Sixième commandement : tu ne seras pas luxurieux. Encore plus que Hitchcock et Powell, Kieslowski met mal à l'aise le spectateur en l'accusant lui-même de voyeurisme. Cet épisode aussi a été adapté au Cinéma, mais il est tout de même une belle fumisterie. Parce qu'on renverse l'obsession, il paraît complexe et donc génial. Mais tout cela n'est-il pas un peu trop facile ?
Septième commandement : tu ne voleras pas. Oui, mais ce qui nous appartient, peut-on le voler ? Non, bien sûr. Seulement les enfants ne sont pas la propriété de leurs parents. Les personnages sont tous attachants pour leur tendresse ou leur impuissance touchante, mais ils risquent par leur possessivité d'étouffer la petite fille, qui elle n'a jamais rien volé à personne et n'est coupable de rien.

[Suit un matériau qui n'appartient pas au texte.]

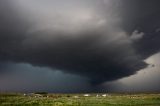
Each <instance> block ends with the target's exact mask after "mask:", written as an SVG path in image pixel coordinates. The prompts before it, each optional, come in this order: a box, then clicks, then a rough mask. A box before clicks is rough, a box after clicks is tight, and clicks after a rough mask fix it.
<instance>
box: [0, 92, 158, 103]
mask: <svg viewBox="0 0 160 106" xmlns="http://www.w3.org/2000/svg"><path fill="white" fill-rule="evenodd" d="M45 96H46V97H34V96H32V97H31V96H24V95H23V94H0V106H160V94H133V95H129V94H124V95H122V94H109V95H107V96H106V97H96V94H91V96H89V97H84V96H83V94H49V95H45Z"/></svg>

Huitième commandement : tu ne mentiras pas. Le mensonge et la culpabilité. Un épisode un peu vide qui fait écho aux autres, mais qui est aussi un souvenir des horreurs de la guerre. Une femme a refusé de parrainer une petite juive et s'en veut toute sa vie. Elles se revoient et pleurent ensemble.
Neuvième commandement : tu ne convoiteras pas la femme d'autrui. Un homme à qui rien n'est jamais arrivé se retrouve impuissant. Malgré cela, et après des épreuves bien difficiles, son couple surmonte tous les drames par l'amour réciproque qui dépasse tout. L'un des plus beaux de tous.
Dixième commandement : tu ne convoiteras pas les biens d'autrui. Un épisode qui tourne à la farce : deux fils se découvrent une passion pour les timbres quand ils apprennent la valeur que peuvent prendre ceux-ci. Fièvre de l'argent, vol, séparations, réconciliations, ce drame cache une bouffonnerie caustique.
Le Décalogue est une œuvre incontournable, irrégulière mais admirable.